In the other group are alumni who are confused about   the complexities of higher education today and how the University is responding.  They are not sure where to begin the conversation.  I look forward to continuing my outreach to them by inviting them to meet with me here on campus where I can address their questions and concerns.  For example, we can engage in a deep dive discussion about the notion that the University is moving away from its HBCU status.  In fact, it is our federal government that is moving all HBCUs away from the HBCU “entitlement” status, given its cutback in Title III and IV funds.

Let me explain further.  The Higher Education Act of 1965 established the term “Historically Black Colleges and Universities” for institutions established prior to 1964 that served primarily African-American students and who accordingly would be eligible for Title III and Title IV funding. Note that Black institutions established after that time are not recognized by the federal government as HBCUs, rather, they are referred to as predominantly black institutions and have not been eligible for entitlement funding.   As I noted above, in recent years the federal government is decreasing its allocation to Title III and other programs, such as the Pell Grant and the Parent PLUS Loan. Such changes in federal funding have also affected programs such as HBCU-UP, OASIS and sponsored research.  If this federal funding continues to dwindle, the HBCU description as a designated funding category will cease to exist.  The University will simply be a predominantly Black University. 

In another deep dive discussion I would invite the Director of Institutional Research to meet with alumni and me to look at data concerning the University’s retention rate.
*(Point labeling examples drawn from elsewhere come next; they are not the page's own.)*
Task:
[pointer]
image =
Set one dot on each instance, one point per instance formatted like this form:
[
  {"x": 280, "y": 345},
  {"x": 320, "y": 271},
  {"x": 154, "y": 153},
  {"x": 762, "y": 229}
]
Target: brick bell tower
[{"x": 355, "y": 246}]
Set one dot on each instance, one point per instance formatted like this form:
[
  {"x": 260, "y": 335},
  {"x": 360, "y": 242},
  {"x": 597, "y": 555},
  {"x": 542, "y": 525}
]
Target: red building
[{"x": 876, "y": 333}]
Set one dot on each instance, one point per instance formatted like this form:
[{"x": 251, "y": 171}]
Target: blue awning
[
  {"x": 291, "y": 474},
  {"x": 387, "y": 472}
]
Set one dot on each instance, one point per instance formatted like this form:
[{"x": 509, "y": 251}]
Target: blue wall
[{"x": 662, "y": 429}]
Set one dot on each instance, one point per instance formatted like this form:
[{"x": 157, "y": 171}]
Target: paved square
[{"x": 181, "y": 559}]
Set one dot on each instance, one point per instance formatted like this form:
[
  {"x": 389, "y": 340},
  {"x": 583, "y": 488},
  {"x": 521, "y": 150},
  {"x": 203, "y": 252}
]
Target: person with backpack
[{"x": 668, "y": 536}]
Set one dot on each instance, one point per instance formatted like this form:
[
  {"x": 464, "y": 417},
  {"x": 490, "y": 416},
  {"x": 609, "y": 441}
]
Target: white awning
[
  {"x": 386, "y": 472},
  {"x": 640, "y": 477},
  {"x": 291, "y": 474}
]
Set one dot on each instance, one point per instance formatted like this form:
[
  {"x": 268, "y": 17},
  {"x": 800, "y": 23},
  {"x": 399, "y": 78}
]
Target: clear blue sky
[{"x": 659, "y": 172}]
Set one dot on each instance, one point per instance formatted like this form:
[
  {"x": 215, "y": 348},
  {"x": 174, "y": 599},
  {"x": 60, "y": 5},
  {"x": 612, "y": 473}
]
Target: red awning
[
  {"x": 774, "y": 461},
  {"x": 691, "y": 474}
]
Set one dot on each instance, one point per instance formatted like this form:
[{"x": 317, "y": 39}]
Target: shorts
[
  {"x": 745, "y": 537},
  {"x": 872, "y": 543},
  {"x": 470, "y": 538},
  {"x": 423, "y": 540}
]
The rate has been growing steadily, up until this past year when we were adversely impacted by the Parent PLUS Loan fiasco. When I came to this University, the retention rate was 63%. It has grown steadily over the years to 72% as reported in the common data set for 2012-2013. We have also seen positive growth at the University in recent years in terms of the six-year graduation rate, which has risen from 38% in 2008 to 44% in 2012-2013.

Even more, I would love to give alumni a personal tour of the campus so that I could show them how their alma mater is phasing up to new possibilities from the strong roots of its past.  

There are several ways the National Alumni Association (NAA) can help bridge the expectations gap between some alumni and my administration, outside of giving financially to the University-- although it is extremely important that giving continues to increase.

  • The NAA could serve as an advocate in matters of state and federal public policy that adversely impact the mission and future of the University. 
  • It could encourage its membership to help with the University’s admissions process at local college fairs.  Our Office of Admissions is developing a certification program for alumni who want to help the office by representing JCSU at college fairs in areas close to where you live and work.
  • Members of the NAA who are self-employed or have influence in their companies can offer an internship or employment job to a JCSU student or graduate.
  • We would welcome the NAA to adopt some of our student organizations and in so doing, attend campus events where alumni can get to know our students.
  • The Center for Career and Professional Development would welcome contributions of gently used professional attire from NAA members to the center’s clothing closet, and the Spiritual Life Center would welcome donations of basic toiletries and other necessities to the care closet.  

There is no doubt in my mind that such engagement as recommended above would close the expectations gap because everyone would experience the Smith Way as a strong experience that binds us.  And, as one of the foremost voices in African spirituality, Sobonfu Somé, wisely notes, “… that strong moment must be held, so that in the midst of crisis it can be one’s principal ally.”